Computer Science/Discrete Mathematics Seminar I
Polynomial-time tensor decompositions via sum-of-squares
Tensor decompositions have been the key algorithmic components in provable learning of a wide range of hidden variable models such as topic models, Gaussian mixture models, independent component analysis, dictionary learning. Despite its success, one of the challenges in this area is to decompose over-complete 3rd-order tensors robustly. In most applications, it’s important to handle low order tensor with good noise tolerance to achieve small sample complexity, and over-complete tensors show up when the dimensionality of the latent representation is larger than the ambient dimension.

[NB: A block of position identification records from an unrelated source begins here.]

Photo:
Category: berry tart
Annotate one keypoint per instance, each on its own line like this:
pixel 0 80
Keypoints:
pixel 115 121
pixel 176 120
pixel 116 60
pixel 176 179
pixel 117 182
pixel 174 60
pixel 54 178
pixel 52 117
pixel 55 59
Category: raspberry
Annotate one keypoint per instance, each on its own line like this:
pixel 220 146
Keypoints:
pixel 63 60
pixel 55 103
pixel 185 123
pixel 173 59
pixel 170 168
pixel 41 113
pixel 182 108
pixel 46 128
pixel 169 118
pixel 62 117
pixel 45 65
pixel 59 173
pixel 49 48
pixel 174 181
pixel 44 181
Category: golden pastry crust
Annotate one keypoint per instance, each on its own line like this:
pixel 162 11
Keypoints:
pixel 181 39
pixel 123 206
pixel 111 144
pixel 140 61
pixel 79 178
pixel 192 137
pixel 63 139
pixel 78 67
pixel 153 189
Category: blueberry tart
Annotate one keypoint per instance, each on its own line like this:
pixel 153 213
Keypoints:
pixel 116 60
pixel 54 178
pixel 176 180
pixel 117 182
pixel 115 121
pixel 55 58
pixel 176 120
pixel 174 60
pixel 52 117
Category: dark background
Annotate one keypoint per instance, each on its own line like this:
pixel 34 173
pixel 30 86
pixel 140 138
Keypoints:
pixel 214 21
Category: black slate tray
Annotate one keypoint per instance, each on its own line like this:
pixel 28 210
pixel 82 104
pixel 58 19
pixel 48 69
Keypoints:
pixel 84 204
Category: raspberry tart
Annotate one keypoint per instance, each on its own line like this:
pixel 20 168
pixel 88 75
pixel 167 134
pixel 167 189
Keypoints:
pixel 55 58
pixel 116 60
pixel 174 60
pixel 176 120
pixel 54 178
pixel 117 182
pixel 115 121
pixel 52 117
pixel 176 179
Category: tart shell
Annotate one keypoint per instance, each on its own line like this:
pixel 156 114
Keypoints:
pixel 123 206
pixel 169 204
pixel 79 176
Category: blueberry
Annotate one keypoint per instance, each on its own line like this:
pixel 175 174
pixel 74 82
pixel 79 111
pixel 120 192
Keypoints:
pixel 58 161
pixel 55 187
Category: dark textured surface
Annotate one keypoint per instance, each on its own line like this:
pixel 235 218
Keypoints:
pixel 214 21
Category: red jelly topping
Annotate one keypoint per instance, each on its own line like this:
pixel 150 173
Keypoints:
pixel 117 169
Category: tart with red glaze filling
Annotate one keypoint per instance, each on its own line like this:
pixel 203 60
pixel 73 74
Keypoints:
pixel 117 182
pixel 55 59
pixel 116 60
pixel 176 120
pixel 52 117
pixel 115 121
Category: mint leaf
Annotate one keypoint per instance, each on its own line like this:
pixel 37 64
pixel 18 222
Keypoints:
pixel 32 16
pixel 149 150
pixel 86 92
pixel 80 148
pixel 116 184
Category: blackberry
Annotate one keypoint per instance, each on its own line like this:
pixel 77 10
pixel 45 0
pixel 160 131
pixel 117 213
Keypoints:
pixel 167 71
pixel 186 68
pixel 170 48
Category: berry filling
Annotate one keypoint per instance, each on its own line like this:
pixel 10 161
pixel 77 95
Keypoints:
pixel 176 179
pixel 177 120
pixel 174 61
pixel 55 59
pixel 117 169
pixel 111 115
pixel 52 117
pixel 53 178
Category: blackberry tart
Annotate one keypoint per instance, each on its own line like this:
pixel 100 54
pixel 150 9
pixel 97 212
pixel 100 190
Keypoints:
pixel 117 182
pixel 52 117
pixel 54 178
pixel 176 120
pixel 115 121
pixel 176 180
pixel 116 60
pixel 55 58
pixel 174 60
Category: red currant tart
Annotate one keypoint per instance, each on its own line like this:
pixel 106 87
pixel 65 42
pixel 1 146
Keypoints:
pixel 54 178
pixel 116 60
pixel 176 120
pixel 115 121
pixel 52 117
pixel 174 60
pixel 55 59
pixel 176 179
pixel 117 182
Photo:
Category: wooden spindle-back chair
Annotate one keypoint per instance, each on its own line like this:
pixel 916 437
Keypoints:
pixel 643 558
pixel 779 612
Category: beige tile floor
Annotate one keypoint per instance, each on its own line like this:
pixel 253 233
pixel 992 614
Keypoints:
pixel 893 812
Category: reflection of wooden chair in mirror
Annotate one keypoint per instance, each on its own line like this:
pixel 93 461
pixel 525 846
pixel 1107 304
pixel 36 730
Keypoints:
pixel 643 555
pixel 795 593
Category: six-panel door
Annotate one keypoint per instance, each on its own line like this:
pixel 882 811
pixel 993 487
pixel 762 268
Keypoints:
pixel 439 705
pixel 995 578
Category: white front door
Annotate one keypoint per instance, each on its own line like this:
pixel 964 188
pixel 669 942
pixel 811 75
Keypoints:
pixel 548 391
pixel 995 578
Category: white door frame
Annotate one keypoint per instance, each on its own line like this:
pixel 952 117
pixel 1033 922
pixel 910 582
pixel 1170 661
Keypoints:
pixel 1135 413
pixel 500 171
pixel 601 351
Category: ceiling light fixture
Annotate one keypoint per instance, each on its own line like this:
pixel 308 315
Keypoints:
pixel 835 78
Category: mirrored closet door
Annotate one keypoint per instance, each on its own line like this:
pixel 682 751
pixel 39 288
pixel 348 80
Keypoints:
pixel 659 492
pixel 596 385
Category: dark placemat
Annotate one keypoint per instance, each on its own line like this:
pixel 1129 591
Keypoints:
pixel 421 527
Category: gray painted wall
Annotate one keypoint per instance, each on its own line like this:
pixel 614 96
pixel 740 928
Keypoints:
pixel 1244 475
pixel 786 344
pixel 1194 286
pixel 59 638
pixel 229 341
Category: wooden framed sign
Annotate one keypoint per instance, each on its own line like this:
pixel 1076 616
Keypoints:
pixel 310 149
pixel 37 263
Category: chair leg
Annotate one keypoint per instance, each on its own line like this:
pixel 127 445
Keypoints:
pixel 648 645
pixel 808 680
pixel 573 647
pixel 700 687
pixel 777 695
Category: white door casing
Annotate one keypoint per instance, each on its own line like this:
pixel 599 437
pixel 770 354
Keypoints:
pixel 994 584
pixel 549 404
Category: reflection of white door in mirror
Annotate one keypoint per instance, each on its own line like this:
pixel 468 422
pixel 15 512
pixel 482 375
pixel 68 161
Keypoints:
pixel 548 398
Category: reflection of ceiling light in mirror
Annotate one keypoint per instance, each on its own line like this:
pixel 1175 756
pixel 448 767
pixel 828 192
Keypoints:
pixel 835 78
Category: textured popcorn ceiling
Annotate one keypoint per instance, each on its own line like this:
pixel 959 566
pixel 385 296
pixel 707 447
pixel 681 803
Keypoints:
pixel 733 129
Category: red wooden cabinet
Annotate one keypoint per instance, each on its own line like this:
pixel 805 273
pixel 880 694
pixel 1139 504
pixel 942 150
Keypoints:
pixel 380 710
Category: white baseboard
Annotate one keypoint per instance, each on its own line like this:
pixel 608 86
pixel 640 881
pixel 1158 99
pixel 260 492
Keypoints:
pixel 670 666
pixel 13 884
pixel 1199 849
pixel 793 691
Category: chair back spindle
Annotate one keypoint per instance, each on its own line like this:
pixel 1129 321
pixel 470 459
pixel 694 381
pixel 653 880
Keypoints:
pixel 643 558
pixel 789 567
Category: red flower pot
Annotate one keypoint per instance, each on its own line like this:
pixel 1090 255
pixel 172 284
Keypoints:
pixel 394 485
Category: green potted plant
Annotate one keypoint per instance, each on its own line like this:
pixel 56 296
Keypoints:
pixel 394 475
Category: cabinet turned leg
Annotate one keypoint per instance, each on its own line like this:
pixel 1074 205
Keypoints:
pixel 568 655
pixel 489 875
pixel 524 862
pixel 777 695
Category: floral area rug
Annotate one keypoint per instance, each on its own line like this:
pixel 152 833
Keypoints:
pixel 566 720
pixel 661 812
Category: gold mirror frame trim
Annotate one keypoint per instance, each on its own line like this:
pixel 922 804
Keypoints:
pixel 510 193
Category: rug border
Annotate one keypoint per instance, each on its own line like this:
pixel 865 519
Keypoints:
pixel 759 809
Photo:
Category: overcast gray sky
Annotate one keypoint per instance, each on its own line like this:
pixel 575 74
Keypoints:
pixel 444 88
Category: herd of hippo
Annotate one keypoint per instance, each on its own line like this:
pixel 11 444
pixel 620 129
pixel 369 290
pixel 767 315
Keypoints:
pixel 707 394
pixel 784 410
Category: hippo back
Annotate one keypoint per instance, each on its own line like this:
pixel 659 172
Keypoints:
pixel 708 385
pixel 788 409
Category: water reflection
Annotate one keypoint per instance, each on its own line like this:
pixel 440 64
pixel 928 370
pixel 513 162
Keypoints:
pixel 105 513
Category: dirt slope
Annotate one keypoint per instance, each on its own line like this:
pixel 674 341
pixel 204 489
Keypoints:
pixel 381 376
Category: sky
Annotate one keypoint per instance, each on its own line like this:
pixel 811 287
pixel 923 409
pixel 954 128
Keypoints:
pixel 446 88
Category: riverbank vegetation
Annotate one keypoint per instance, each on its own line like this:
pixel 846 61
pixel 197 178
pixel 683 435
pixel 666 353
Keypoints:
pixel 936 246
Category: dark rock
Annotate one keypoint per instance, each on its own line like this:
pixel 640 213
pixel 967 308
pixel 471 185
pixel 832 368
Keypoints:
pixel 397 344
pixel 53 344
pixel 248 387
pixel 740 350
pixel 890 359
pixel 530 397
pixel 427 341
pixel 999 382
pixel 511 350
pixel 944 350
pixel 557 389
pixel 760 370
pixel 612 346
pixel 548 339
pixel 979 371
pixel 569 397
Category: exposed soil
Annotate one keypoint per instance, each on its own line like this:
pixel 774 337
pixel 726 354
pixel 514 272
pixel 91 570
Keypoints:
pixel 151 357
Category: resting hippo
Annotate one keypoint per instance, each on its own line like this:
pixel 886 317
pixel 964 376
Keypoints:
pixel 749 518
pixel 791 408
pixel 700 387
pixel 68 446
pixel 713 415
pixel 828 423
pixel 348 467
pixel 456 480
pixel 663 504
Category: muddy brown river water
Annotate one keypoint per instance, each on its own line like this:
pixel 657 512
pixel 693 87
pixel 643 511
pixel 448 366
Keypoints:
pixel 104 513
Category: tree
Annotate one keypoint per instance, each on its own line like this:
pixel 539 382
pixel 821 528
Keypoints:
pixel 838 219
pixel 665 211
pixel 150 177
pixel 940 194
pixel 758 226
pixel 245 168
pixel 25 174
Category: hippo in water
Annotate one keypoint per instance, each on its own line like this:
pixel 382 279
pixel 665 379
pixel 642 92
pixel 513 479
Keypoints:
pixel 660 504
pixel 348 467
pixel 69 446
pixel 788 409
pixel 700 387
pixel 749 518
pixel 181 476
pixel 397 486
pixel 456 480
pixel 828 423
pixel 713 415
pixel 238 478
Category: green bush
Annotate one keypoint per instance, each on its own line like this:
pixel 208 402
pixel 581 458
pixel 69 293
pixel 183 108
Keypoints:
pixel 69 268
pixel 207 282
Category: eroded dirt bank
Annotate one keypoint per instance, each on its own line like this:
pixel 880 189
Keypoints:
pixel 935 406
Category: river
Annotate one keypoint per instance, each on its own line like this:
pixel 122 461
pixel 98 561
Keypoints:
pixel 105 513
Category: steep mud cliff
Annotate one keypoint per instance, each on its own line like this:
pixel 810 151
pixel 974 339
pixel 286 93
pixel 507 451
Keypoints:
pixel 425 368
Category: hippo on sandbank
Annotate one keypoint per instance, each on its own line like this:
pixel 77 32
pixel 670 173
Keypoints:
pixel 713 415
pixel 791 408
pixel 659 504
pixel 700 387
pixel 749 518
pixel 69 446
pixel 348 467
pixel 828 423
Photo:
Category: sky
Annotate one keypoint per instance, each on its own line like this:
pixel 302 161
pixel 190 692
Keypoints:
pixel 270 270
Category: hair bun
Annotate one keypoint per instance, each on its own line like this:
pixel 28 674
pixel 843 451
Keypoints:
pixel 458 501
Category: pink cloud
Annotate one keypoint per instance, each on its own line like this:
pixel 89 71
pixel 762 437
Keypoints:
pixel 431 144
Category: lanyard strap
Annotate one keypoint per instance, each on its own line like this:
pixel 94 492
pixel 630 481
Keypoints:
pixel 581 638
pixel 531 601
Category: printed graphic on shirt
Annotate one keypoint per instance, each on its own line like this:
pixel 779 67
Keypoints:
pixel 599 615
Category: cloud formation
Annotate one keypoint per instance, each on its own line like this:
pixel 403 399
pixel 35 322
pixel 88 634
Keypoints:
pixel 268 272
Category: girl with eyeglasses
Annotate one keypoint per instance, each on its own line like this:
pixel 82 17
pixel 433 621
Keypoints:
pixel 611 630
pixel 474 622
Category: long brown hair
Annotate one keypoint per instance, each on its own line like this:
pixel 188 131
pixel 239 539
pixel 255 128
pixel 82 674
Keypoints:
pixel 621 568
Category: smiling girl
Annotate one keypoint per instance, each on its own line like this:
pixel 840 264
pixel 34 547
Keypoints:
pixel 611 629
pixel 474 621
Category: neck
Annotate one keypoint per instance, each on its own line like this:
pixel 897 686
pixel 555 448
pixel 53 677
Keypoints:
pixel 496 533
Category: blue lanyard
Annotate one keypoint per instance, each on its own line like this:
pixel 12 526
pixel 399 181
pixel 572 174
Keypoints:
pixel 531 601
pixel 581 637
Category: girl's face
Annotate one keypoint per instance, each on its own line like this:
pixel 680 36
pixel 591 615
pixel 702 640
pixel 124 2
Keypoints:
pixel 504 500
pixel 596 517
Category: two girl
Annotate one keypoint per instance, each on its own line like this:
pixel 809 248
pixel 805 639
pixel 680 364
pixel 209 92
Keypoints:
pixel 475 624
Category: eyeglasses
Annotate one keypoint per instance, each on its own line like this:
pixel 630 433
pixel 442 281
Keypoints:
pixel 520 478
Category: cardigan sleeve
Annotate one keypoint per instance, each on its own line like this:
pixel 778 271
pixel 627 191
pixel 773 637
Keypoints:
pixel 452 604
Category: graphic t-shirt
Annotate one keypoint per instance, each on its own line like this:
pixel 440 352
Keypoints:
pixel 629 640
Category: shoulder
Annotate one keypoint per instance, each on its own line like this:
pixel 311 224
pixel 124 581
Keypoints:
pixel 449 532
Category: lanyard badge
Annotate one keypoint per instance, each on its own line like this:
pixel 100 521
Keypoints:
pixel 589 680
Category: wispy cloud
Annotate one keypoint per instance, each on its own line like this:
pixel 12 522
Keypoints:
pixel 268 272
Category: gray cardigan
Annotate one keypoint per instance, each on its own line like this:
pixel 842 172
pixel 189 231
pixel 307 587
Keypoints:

In this talk I will present a polynomial time sum-of-squares algorithm that decomposes random 3rd-order tensor with rank at most $d^{1.5-\\delta}$ where $d$ is the ambient dimension. Previously only quasi-polynomial time algorithms (Ge and Ma’15) were known to achieve these guarantees. A new ingredient in the analysis of our rounding algorithms is that we extracted a moment matrix with good spectral gap from solutions to sum-of-squares relaxations. To enable this analysis we augment sum-of-squares relaxations with certain maximum entropy constraints. This technique could potentially have applications elsewhere. Based on joint work with Jonathan Shi and David Steurer.